With an uncertain destiny ahead of her, Vasya learns surprising truths of her past as she desperately tries to save Russia, Morozko, and the magical world she treasures. But she may not be able to save them all…
I’ve had a peculiar relationship with The Winternight Trilogy. I’ve really enjoyed both previous books in the series, and there’s no denying that Arden’s writing is bloody brilliant, but it’s not a series I’d consider a favourite or a series I’ve felt the need to own. Now that I’ve read the finale, all I’d like to do is have the trilogy on my bookshelf one day so I can re-read it in its entirety, because this is one of the best series enders I’ve had the pleasure of reading.

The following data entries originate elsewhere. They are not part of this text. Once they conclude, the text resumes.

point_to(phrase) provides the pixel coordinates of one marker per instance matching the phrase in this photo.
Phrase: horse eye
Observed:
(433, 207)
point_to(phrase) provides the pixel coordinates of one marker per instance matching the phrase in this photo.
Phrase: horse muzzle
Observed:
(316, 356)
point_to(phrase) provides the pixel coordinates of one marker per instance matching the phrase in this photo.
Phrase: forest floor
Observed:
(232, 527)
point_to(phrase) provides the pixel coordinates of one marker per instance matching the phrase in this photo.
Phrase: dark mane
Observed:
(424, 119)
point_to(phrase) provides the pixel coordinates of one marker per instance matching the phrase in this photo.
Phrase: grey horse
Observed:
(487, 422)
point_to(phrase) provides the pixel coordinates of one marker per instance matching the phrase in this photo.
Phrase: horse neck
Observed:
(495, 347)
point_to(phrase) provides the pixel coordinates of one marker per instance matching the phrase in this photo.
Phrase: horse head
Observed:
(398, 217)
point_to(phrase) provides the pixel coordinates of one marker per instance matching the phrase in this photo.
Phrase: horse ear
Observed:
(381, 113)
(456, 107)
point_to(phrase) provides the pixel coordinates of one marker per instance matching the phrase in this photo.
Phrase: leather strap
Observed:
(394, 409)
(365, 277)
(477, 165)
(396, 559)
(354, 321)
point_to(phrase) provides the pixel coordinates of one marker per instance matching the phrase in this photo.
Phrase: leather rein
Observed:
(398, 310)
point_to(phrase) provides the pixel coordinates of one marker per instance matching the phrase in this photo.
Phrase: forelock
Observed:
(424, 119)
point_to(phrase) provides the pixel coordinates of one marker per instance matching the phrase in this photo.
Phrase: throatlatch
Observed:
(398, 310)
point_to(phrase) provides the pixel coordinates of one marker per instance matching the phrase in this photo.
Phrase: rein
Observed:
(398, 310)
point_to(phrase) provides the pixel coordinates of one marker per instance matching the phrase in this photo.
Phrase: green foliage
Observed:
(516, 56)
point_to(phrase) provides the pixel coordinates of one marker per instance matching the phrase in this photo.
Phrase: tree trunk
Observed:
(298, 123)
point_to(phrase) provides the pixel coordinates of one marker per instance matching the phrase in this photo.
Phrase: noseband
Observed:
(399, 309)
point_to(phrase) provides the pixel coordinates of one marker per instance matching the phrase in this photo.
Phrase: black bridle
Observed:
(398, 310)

While The Bear and the Nightingale‘s focus was more on the fantasy side of this tale and The Girl in the Tower focused more on grounding the story in medieval Russia, The Winter of the Witch combines these two sides of this story beautifully — which is basically the point. It’s masterfully done, and a satisfying conclusion to the story because it’s not without its sacrifices.
Following the events of The Girl in the Tower, Moscow is threatened by enemies both magical and mortal while the city’s citizens blame Vasya for their misfortunes. Forced to flee for her life, Vasya searches for Morozko and becomes a player in the game he and his brother have been playing for centuries; a game that will save all of Russia, the human and inhuman, if she wins.
Arden’s writing is stunning, and has been throughout this entire trilogy, but the way this story develops, the interweaving plot and the character arcs, is excellent. There are characters she’s made me despise only to make me pity them in their final moments, which is the sign of a wonderful storyteller. Nothing the characters did happened so Arden could get from A to B; it’s a finale that flows beautifully from scene to scene with such attention to detail that there were times I felt like I was reading a traditional Russian folk tale rather than a novel written in the 21st century.
This is ultimately a story about belief, whether it’s belief in gods, stories or ourselves, and if you haven’t picked this trilogy up yet, winter is the perfect time to rectify that!